After four months of hard graft in the bleak enormity of Garden Village (earlier) this week I was transferred back to Whiteladies, the grubby gnomeville where I live and were my adventures in the postman trade began (earlier). Every postal worker is a cartographer too (earlier) and what I mean by that is that postal work makes geography explicit by walking into all streets and all its front doors. The job unpacks streets and neighbourhoods and as exposure lasts its geography becomes internalized. And you want the geography to be internalized because only once it is in your head you can start planning short cuts and optimal routes. You don't want this mental map perfected to save time, though that is one aspect of it, but because it creates flow.

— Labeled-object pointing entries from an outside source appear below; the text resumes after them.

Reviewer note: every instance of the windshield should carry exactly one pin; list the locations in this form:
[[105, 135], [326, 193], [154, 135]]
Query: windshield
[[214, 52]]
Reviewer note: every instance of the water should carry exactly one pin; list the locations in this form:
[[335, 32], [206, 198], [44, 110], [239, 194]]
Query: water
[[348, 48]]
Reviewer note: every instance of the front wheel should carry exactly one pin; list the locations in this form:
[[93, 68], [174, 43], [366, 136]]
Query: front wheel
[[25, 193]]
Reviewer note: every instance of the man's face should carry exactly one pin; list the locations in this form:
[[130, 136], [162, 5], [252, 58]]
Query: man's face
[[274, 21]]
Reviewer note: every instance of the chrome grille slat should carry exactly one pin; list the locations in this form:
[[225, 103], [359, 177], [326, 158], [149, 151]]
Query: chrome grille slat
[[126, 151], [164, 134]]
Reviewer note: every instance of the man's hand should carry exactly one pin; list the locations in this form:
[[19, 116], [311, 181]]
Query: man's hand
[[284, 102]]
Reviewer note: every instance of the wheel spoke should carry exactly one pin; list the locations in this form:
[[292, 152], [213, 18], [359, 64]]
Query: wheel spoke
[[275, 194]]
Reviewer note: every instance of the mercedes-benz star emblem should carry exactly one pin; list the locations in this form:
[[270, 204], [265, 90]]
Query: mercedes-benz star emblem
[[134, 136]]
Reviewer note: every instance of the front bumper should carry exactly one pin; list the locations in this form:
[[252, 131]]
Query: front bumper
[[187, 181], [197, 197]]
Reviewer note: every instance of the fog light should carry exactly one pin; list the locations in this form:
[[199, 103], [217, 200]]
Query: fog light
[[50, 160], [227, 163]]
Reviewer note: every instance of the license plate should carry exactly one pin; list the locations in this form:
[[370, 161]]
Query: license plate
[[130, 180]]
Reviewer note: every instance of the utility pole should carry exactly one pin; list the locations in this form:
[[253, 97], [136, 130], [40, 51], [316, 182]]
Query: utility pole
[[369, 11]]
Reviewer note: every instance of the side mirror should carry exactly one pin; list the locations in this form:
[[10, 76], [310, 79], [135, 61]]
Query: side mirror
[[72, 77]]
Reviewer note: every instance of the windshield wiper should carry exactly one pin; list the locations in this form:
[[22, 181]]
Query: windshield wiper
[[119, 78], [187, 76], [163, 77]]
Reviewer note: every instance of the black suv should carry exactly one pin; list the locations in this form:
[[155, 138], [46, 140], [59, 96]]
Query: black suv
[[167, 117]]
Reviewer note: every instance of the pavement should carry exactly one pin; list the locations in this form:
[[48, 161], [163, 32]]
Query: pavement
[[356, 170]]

This week I worked four different rounds, two I did twice, two I did once and I had the pleasure of delivering to my own house. One half of the terrain was deeply familiar, the other half offered a few surprises, I discovered four streets I never knew existed, I observed grubbier houses, architectural diversity and I learned a little about connections between areas I didn't know existed. A mental map has the tendency to make crooked streets straight and to ignore all slight curves and bends. But a few tiny bends can add up to a 90 degree turn, with all sorts of effects on daily navigation as you find things in the streets that you expect somewhere else. A postal route cuts through that, they are a fascinating combination of randomness and rationality. They are drawn up to start and end as near to the depot as possible and they all need to take the same time to complete. The end result is a collection of walks following a counter-intuitive set of streets that have no ulterior point to make: they go from A to B without reaching a conclusion.
The map above shows the rounds in different colours, other streets are in grey. The green route has two parts. What is funny is that the round on the top comes across as a uneven bundle of small remaindering streets, a mongrel walk connecting streets that somehow would have unbalanced any other of the walks.